In a move that might reflect the increasing convergence of the Baltimore and Washington media markets, Baltimore's WUTB-TV next month will begin airing five hours of daily news also aired by WTTG (Channel 5) in Washington.
The agreement between WUTB and WTTG -- both are owned by Fox Broadcasting's television group -- will put Channel 5's morning news program and its 10 p.m. newscast on WUTB (Channel 24), which has been an affiliate of the soon-to-be-defunct UPN network. The same anchors and news, weather and sports will air on both stations simultaneously; the only distinction will be the on-screen logo, or "bug," that identifies each channel.
The arrangement evokes longstanding cultural questions about the two often-rival metropoli: How relevant is Washington's "local" news to people in the Baltimore area? And more broadly, are the two areas really distinct anymore as markets, or has sprawl turned them into "Washimore" (or perhaps "Baltiton"? "Baltiwash"?).
Although Baltimore and Washington are statistically separate entities (they are reported separately in the Nielsen TV ratings, for example), executives of the two stations say the differences are growing murkier. Among other things, an estimated 150,000 people commute from Baltimore and its environs into the Washington area each day, said Alan Sawyer, WUTB's general manager.
"Baltimore is a great city, and people here have a lot of pride in it," he said, "but the overlap [with the Washington area] is increasing every day."
What's more, he says, the news often crosses regional boundaries. Washington stations report on Orioles and Ravens games, and weather maps and traffic reports range up and down the I-95 corridor. Baltimore stations, meanwhile, are big on University of Maryland games. And significant developments on Capitol Hill are staples of newscasts everywhere.
Yesterday, Sawyer noted, Washington's news stations were all over Baltimore-Washington International Thurgood Marshall Airport -- there's that B-W thing again -- in the wake of the foiled terrorism plot in Britain.
But Sawyer and his counterpart at WTTG, Duffy Dyer, acknowledge that Fairfax will never be Towson, and Chesapeake Bay crabs will probably always be as regionally symbolic of Baltimore as pork is to Washington.
"They both have very specific personalities, and they'll never really meld to such a degree that you won't notice the difference," Dyer said. "But there are many people who live in one place and work in the other." (For the record, Dyer prefers "Washimore.")
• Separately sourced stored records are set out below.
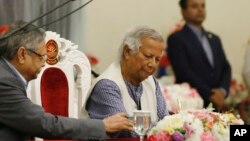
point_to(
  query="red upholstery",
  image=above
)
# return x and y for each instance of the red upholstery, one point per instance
(55, 92)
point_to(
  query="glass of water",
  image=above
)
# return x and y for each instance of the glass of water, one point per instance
(142, 122)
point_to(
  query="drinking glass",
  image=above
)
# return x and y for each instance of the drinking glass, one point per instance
(142, 122)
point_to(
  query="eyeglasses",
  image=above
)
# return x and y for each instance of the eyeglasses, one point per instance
(42, 57)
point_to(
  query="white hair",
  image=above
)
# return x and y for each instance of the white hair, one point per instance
(134, 36)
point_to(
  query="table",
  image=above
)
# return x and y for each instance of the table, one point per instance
(126, 139)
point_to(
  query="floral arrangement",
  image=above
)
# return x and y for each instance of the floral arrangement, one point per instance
(181, 94)
(194, 125)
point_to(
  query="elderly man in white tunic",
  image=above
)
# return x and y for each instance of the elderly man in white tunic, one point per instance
(127, 84)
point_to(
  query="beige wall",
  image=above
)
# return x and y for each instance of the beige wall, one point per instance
(108, 20)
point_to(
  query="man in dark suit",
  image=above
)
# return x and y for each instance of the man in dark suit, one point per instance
(197, 56)
(22, 55)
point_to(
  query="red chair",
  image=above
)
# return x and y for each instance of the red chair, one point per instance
(63, 83)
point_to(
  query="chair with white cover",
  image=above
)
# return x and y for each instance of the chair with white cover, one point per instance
(64, 81)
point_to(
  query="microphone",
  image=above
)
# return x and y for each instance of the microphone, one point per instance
(41, 16)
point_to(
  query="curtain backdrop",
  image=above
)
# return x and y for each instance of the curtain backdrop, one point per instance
(71, 27)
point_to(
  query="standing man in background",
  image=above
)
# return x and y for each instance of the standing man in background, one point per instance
(197, 56)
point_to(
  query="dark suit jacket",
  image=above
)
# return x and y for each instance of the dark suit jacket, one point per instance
(190, 63)
(20, 118)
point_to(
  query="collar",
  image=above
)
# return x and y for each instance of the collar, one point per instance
(197, 31)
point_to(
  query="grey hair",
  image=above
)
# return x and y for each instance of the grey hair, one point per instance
(28, 37)
(133, 38)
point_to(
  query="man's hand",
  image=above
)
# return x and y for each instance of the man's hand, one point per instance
(118, 122)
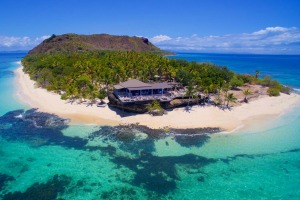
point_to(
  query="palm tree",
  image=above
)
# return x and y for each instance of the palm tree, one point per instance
(230, 98)
(190, 93)
(246, 93)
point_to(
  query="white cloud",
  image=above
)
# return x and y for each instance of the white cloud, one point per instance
(272, 30)
(160, 38)
(16, 43)
(270, 40)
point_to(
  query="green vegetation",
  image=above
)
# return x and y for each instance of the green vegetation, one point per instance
(89, 75)
(274, 86)
(96, 42)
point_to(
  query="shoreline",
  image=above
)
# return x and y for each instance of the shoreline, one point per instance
(237, 118)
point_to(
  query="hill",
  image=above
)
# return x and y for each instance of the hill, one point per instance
(74, 42)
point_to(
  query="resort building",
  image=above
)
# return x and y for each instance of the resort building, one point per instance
(136, 91)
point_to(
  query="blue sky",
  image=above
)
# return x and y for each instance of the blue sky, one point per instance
(218, 26)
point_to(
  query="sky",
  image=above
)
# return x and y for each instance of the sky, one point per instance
(208, 26)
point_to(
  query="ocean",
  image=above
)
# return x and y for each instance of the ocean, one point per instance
(100, 162)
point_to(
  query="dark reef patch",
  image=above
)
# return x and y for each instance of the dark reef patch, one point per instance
(38, 191)
(4, 178)
(119, 193)
(159, 174)
(191, 140)
(38, 129)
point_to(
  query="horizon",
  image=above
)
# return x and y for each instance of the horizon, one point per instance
(229, 26)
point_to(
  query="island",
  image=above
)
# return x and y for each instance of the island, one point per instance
(69, 75)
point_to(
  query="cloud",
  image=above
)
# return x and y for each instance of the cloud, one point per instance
(271, 40)
(20, 43)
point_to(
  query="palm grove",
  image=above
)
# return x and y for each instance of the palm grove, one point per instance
(90, 75)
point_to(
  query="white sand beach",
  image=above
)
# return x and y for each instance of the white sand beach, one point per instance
(264, 107)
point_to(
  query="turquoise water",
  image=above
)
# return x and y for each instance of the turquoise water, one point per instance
(90, 162)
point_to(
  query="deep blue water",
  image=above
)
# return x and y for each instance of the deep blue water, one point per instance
(92, 162)
(284, 68)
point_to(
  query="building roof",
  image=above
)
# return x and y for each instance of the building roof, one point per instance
(134, 84)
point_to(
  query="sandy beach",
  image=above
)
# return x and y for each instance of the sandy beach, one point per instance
(264, 107)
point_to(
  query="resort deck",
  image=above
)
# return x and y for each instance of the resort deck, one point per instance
(160, 97)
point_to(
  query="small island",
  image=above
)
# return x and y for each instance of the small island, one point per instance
(69, 75)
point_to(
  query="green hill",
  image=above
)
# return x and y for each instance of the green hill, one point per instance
(74, 42)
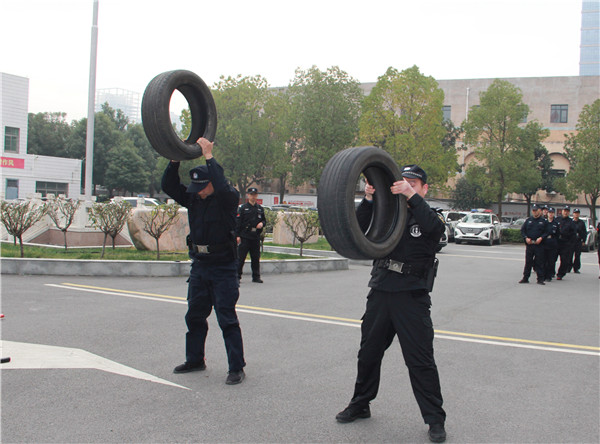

The arrangement will extend WTTG's potential viewing audience into areas that its broadcast signal cannot reach, and where cable companies don't carry it. The station will not add any Baltimore-centric elements to its newscast or hire additional reporters, Dyer said.
WUTB has been broadcasting infomercials and "Seinfeld" reruns in the time slots that beginning Sept. 5 will carry Channel 5's news, and has not produced its own news previously. Smaller, second-tier stations such as WUTB typically go without news programming, which is relatively expensive to produce. By plugging in WTTG's broadcast, WUTB will save millions of dollars in startup costs for its own news operation.
The cross-border local-news simulcast has been tried in other, smaller markets, Sawyer said, but the Baltimore-Washington arrangement might be a first for a pair of major cities. Nielsen considers the Washington region the eighth-largest TV market by population; Baltimore ranks No. 24.